GE to Supply Gas Turbines to Australian Navy
GE Marine will supply ASC Shipbuilding, Adelaide, Australia, with six LM2500 gas turbines to power three Royal Australian Navy (RAN) advanced Air Warfare Destroyers (AWD).
Each Hobart class AWD will feature two LM2500s configured into a Combined Diesel and Gas turbine (CODAG) arrangement with two diesel engines. The vessels will be built at the ASC’s Osborne shipyard. The RAN’s new destroyers will use the same design developed by Navantia of Spain and used for the Spanish Navy’s F100 frigate program.

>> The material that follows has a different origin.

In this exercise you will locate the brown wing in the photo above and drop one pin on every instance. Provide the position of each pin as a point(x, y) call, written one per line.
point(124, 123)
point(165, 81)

“This is the second advanced ship program in the last year for which the RAN selected the LM2500 gas turbines as the baseline propulsion system,” said Brien Bolsinger, GE Marine general manager, Evendale, Ohio. “Two LM2500 generator-sets will be used to power the RAN’s next-generation Landing Helicopter Deck amphibious ships. These vessels – to be named HMAS Canberra and HMAS Adelaide -- will also use the LM2500 in a CODAG configuration, and will be capable of carrying 1,000 personnel, six helicopters and 150 vehicles.”
The LM2500 gas turbines for the AWD program will be manufactured at GE’s Evendale facility. The base and enclosure assemblies for the LM2500s will be manufactured by Thales Australia Limited, through a business component in Bendigo, Victoria, Australia. Thales manufactures all of the LM2500 bases and enclosures for the United States Navy and international customers that select the U.S. Navy-configured propulsion module.
Two LM2500 engines will be delivered annually to ASC’s shipyard beginning in 2010 through 2012. The first of AWDs will be delivered to the RAN in late 2014, followed by the second and third ships in early 2016 and mid-2017, respectively.
The RAN currently operates 16 LM2500 gas turbines in two additional ship classes – the Adelaide and ANZAC class frigate programs.